L’ivoirerie dans les temps modernes

La Science Illustrée N° 586, 18 Février 1899
Samedi 28 février 2009

L’art de l’ivoirier qui, au moyen âge, était presque entièrement consacré à l’interprétation des scènes religieuses, s’attaque dès le début de la Renaissance, à des sujets plus variés. Des motifs gracieux, des épisodes guerriers sont fréquemment reproduits par les artistes du XVIe siècle.

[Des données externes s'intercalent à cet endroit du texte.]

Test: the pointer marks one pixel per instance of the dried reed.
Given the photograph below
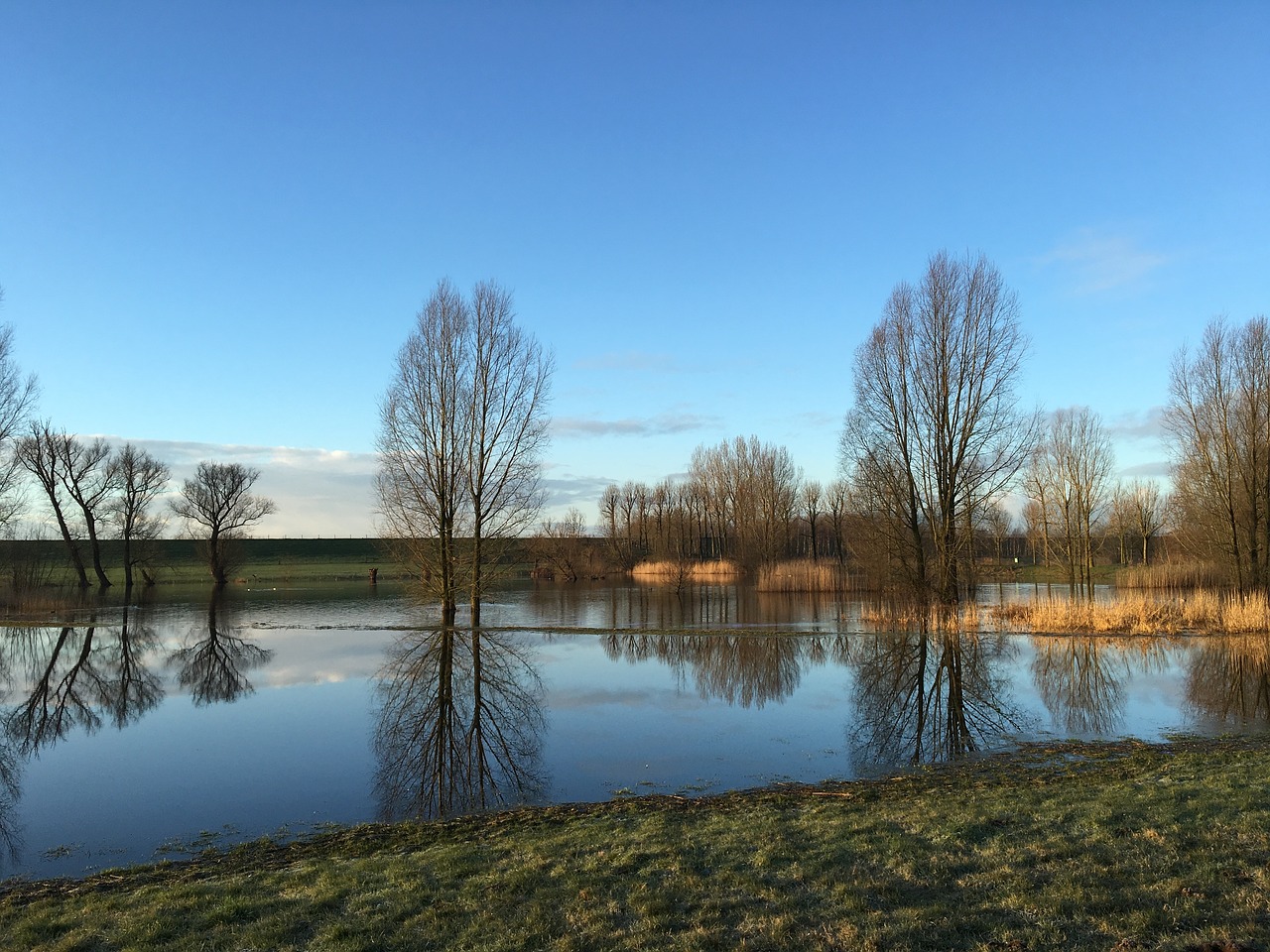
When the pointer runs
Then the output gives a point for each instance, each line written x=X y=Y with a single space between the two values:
x=670 y=569
x=1202 y=611
x=1170 y=576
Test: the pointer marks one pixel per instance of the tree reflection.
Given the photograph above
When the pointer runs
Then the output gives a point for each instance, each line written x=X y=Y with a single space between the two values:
x=1080 y=683
x=67 y=689
x=213 y=666
x=740 y=669
x=1080 y=679
x=460 y=726
x=137 y=688
x=928 y=697
x=10 y=767
x=79 y=676
x=1228 y=679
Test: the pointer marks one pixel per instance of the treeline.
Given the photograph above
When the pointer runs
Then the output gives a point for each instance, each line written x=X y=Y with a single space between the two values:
x=943 y=470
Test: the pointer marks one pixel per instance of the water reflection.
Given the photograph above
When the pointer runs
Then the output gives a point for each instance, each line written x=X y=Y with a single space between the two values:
x=1082 y=678
x=742 y=669
x=661 y=607
x=460 y=726
x=1228 y=680
x=928 y=697
x=70 y=687
x=213 y=662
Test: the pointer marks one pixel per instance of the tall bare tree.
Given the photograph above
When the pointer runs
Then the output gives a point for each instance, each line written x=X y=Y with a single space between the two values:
x=18 y=394
x=935 y=428
x=461 y=433
x=1147 y=508
x=87 y=475
x=1071 y=481
x=218 y=507
x=41 y=453
x=140 y=479
x=811 y=497
x=751 y=492
x=1218 y=422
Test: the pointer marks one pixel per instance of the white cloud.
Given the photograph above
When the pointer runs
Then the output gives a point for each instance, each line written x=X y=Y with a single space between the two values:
x=658 y=425
x=317 y=492
x=1101 y=261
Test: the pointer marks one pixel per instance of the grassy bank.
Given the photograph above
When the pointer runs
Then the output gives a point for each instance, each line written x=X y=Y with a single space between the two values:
x=1071 y=847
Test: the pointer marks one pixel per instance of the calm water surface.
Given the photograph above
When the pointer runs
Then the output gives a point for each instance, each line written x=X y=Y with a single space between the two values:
x=153 y=730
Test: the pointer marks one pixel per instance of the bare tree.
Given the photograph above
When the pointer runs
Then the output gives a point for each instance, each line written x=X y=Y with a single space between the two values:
x=1147 y=508
x=1071 y=475
x=1218 y=420
x=40 y=452
x=461 y=433
x=935 y=426
x=751 y=492
x=562 y=544
x=141 y=479
x=998 y=525
x=86 y=472
x=17 y=402
x=217 y=507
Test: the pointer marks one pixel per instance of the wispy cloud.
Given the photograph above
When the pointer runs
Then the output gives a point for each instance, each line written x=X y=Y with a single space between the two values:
x=318 y=492
x=1138 y=425
x=658 y=425
x=1102 y=261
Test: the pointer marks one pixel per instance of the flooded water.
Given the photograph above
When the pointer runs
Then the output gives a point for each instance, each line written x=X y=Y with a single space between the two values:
x=154 y=730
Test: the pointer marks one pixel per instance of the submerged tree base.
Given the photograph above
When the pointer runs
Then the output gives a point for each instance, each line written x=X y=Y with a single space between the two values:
x=1055 y=847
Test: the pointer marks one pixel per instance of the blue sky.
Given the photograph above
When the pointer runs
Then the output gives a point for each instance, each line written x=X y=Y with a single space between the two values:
x=217 y=221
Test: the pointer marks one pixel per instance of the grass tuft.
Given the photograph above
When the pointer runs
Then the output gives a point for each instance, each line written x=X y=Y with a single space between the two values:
x=1053 y=847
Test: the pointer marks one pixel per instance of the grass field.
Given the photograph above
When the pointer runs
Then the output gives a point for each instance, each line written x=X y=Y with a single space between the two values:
x=1065 y=847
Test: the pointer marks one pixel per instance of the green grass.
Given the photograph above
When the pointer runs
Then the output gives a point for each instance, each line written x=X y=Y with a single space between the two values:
x=1062 y=847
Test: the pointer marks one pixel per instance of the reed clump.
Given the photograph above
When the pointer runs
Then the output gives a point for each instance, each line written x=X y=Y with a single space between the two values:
x=913 y=616
x=1171 y=576
x=801 y=575
x=1138 y=613
x=672 y=569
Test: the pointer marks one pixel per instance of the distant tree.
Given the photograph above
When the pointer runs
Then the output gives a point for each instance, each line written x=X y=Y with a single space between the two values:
x=217 y=507
x=140 y=479
x=461 y=433
x=1072 y=475
x=86 y=472
x=751 y=498
x=811 y=498
x=1147 y=507
x=937 y=429
x=998 y=525
x=562 y=544
x=837 y=503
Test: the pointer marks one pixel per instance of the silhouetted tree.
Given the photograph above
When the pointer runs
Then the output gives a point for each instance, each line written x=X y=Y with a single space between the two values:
x=1218 y=422
x=1071 y=477
x=17 y=402
x=141 y=479
x=461 y=433
x=217 y=507
x=42 y=456
x=935 y=428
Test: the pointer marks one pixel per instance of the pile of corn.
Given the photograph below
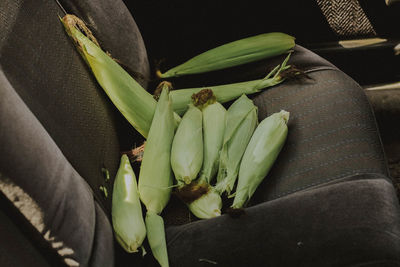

Les ivoiriers flamands, Copé Fiammingo, François Duquesnoy, Van Bossiut, sculptent des personnages bien en chair, au visage calme, différant profondément des œuvres italiennes et françaises de la même époque aux draperies raides, aux muscles saillants sur des membres maigres.

Copé, qui vivait au XVIe siècle, a laissé surtout des aiguières et des bassins avec des bas-reliefs et des figurines en ronde-bosse. On conserve dans un musée d’Allemagne, la Grüne-Gewolbe, une aiguière de Copé, de forme très gracieuse, prise dans une énorme corne de cerf. Duquesnoy (1594-1646) excellait dans les figures d’enfant, sculptées en figurines ou en bas relief.

En Allemagne, les ivoiriers de talent abondent : Beham (1500 - 1550), élève d’Albert Dürer, a sculpté de petites pièces fort recherchées aujourd’hui. Le bas relief que nous reproduisons et qui représente un combat est conservé au musée de Cluny ; il a 8 centimètres de long.

Daebler, qui vivait à la fin du XVIIe siècle, est célèbre surtout par ses pommes de cannes formées presque toujours de groupes d’enfants et d’animaux. La Kunst-kammer de Berlin possède de lui une pomme de canne exécutée en 1690, pour l’électeur Frédéric III.

Strauss a sculpté des crucifix remarquables par leurs dimensions. Troger, qui vivait aussi au XVIIIe siècle, fit des groupes de personnages de grandes proportions. Il employait pour la même figure plusieurs morceaux d’ivoire qu’il réunissait à raide de draperies et d’accessoires de bois brun.

Parmi les ivoiriers français du XVIIe siècle, il faut citer Cavalier, célèbre par ses portraits-médaillons, Guillermin, qui a sculpté des crucifix gigantesques. L’un d’eux, qui existait à l’abbaye royale du Val-de-Grâce, représentait le Christ en grandeur naturelle. La chapelle de la Miséricorde à Avignon conserve un christ de Guillermin de 70 centimètres de hauteur. Sauf les bras, il est d’une seule pièce.

L’art de l’ivoirier s’est exercé sur les objets les plus divers, pommes de canne, drageoirs, poignées d’épée, écrins, cadres de miroir, instruments de musique, plats de reliure, cachets, dés, échecs, panses de vases ajustées sur les pièces céramiques dans une monture d’orfèvrerie.

De nos jours, les centres du travail de l’ivoire en France sont Paris et Dieppe. A Paris, 50 ouvriers fabriquent la bille de billard par des procédés mécaniques ; 70 font les touches de pianos et produisent 30000 jeux par an ; 100 font des peignes et autant le manche de couteau. La brosserie occupe 150 ouvriers et 60 le manche de parapluie.

L’ivoirerie dans les temps modernes La tabletterie, autrefois industrie essentiellement parisienne, est localisée à Méru-sur-Oise. Elle occupe environ 200 ouvriers.

Dieppe, où la sculpture sur ivoire est en honneur depuis plusieurs siècles, compte encore 55 ouvriers en cette spécialité, dont 12 font des christs. Ils gagnent à ce métier environ 10 francs par jour. La sculpture sur ivoire possède aussi à Paris un petit nombre de praticiens ; quelques-uns habitent Saumur. Les christs de dimensions un peu considérables ne peuvent se sculpter d’une seule pièce ; les bras sont pris à part. L’ouvrier doit employer différents artifices pour dissimuler le cœur de la défense qui n’est pas blanc. L’art de l’ivoirerie, longtemps délaissé comme tous les arts décoratifs, semble redevenir à la mode aujourd’hui.

Certaines statuettes chryséléphantines, aux chairs d’ivoire et aux vêtements d’or, récemment exposées, sont de véritables petites merveilles. Les Chinois et les Japonais produisent des ivoires extrêmement remarquables par la patience, l’habileté de la main d’œuvre, l’amour du tour de force.